Short name. Whenever possible use a defined term equal to the company’s trade name or one composed of words from the entity name. This is preferred over an abbreviation or fancy acronym. Nevertheless, an acronym is appropriate when the party is known by it, if its name includes that acronym or if the contracting parties are affiliates (with similar names).
Functional references. Generally, a contract would be easier to read when using the short name as opposed to a functional reference. However, functional references, such as Purchaser or Shareholder, are appropriate in the following contexts:
- in ordinary course business contracts, to identify the other party, unless that other party is a major company;
- if, traditionally, the type of contract uses functionally referenced defined terms, such as facility agreements and loans;
- if a single entity is the subject of the legal document, such as in articles of association, deeds of share transfer and corporate resolutions;
- when the identity of a signatory is not yet known, for example in case of share purchase agreement used in the context of a ‘controlled auction’.

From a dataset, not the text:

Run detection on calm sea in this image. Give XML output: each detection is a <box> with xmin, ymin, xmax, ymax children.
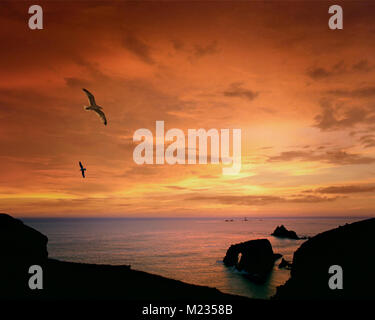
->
<box><xmin>23</xmin><ymin>218</ymin><xmax>359</xmax><ymax>298</ymax></box>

If you use a functional reference to define a party, the noun should indicate the functional role of the party in the agreement (e.g. Seller, Licensor, Lender). Alternatively, it could refer to the form of legal entity of the party (Company; Corporation). There are contract drafters who prefer to avoid ‘paired’ defined terms that differ only in their final syllable (e.g. Lessor-Lessee, Licencee-Licensor).
When using a functional reference, omit the definite article (i.e. prefer Purchaser over the Purchaser). This will make it much easier when using contract assembly applications, where replacing the reference by a name reference is very easy, but more difficult where the article is used (i.e. requiring two replacement algorithms, for both The and the). Anyhow, be consistent in using or not using the definite article throughout the contract.
Grouped party definitions. Many contracts are between groups of counterparties. It makes sense to define each party individually (and remember to use the specific defined term when referring to that party only) and in addition define each side by grouping the individual parties.
For example, in an Asset Purchase Agreement, there are often several sellers (and purchasers), one for intangible (IP) assets, one for each international tax unit, financing companies for shareholder loans, and often also the parent company for some operational assets. Another example can be found in joint venture agreements (or shareholder agreements), where the ultimate holding company will often be the main party whilst the actual shareholder will be a tax-efficient local entity (or even a shelf company). In those examples, it is recommended to refer to Sellers or to ABC on the one hand and to Purchasers or to XYZ on the other.
If you do group affiliates, be aware that such treatment may also trigger questions regarding joint and several liability for performance of an affiliate’s obligations. In many enterprises this triggers only theoretical issues, but addressing joint and several liability in a separate clause is nevertheless advisable. Where there is joint and several liability, this may trigger questions or notice requirements under (the covenants of) a master loan or facility agreement of that enterprise.